ECMP

Equal Cost Multiple Paths (ECMP)
 Different protocols should not be configured with the same
preference; if this occurs the tiebreaker is per the default
preference.
 If multiple routes are learned with an identical preference using the
same protocol, the lowest cost route is used.
 If multiple routes are learned with an identical preference using the
same protocol, and the costs (metrics) are equal, the decision of
what route to use is determined by the configuration of the ECMP.
 ECMP is a routing technique for routing packets along multiple paths
of equal cost.
ECMP enables packet routing along multiple paths with equal cost and ensures load balancing.


ECMP not enabled:-

2 Paths are available from router R1 to router R4, with equal costs.
 The IGP Shortest Path First (SPF) algorithm normally uses a tiebreaker
rule to select either router R2 or router R3 as the next-hop
(On ALU Service Router this is the lowest next-hop IP address).
Redundant paths may exist in the network between any traffic source and destination points.
If the total IGP cost of getting to a certain destination from a certain source happens to be the same for different
paths, those paths are referred to as Equal Cost Multiple Paths (ECMP).
In the example above, router R1 has 2 equal cost multiple paths to reach router R4, with an overall path cost of 200.
The standard Shortest Path First (SPF) implementation dictates the selection of a single path to a certain destination.
A tie-breaker rule has to be used in the case of multiple paths sharing the same total cost value.
On the ALU Service Routers, the tie-breaker states that the path with the lowest next-hop directly connected
interface address be used as the active path on the data plane.

A:R1# show router route-table

=====================================================

Prefix Protocol Metric

NextHop

-------------------------------------------------------

10.10.10.4/32 OSPF 200

10.1.2.2 (toR2)

The above example shows that, for packets sent from router R1 to router R4 with no ECMP, router R2 is the OSPF

next-hop for router R1, as indicated by the routing table.

Enabling ECMP

Configured at a global level for all applicable protocols (OSPF, IS-IS,

RIP).

 A maximum of 16 ECMP routes can be configured.

 All ECMP routes must have been learned from the same routing

protocol (same preference).

 Multiple next-hops are installed in the routing table for the same

prefix, if the total end-to-end costs are equal.

*A:R1# configure router ecmp ?

- ecmp <max-ecmp-routes>

- no ecmp

<max-ecmp-routes> : [0..16]

ECMP can be enabled to optimize the use of network resources in such applicable scenarios.

When enabled, ECMP is applicable for all the active IGP protocols (OSPF, IS-IS, RIP).

Note that the candidate paths must be identical; that is, they must have the same cost values as well as the same

preference values if they are to be used for ECMP. This implies that all the ECMP routes must be offered by the same

IGP protocol.

By default, OSPF has a protocol preference of 10 and IS-IS has a preference of 15 (for Level 1 routes) and 18 (for

Level 2 routes).
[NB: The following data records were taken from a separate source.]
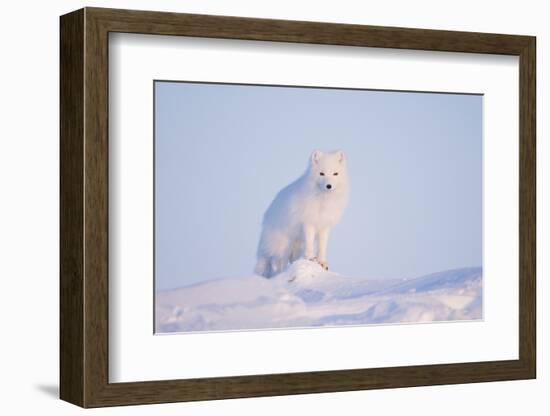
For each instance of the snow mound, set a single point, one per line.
(305, 295)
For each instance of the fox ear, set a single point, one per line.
(316, 156)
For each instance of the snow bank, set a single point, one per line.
(307, 296)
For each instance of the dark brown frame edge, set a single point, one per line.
(84, 214)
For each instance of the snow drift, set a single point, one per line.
(307, 296)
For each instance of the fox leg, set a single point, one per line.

It is possible to modify the default preference values, if required.

The route with the lower preference value is preferred.

NOTE: If OSPF and IS-IS are running at the same time and provide a common route, and if both protocols are

configured to use the same preference value by the administrator, the OSPF route is used by the router, according to

the current Service Router implementation.

When ECMP is active, multiple next-hops may be installed in the routing table.

NOTE: Due to its limitations, RIP is not used in today’s IP/MPLS networks. RIP is just mentioned for the sake of

completeness.

When ECMP is enabled, the routing table of router R1 contains 2 entries for prefix 10.10.10.4/32, with both routers

R2 and R3 set as active IP next-hops.

This allows router R1 to distribute the incoming traffic flows over the 2 active links.

Traffic distribution across the equal-cost paths is as follows:

1. Packet-based in a round-robin fashion. This approach can easily cause out-of-order packets.

2. Flow-based using hashing on source and destination. This approach will depend upon the number and

distribution of flows.

A traffic “flow” can be generally defined as the data activity between a certain source and destination pair.

An internal hashing algorithm distributes the traffic flows across the 2 links in a load balancing fashion.

NOTE: Load balancing decisions on a per-packet basis is not implemented on the ALU Service Routers because sending

different packets that belong to the same flow on different links can potentially create sequencing problems at the

receiving end, if the delay characteristics on those different links are variational.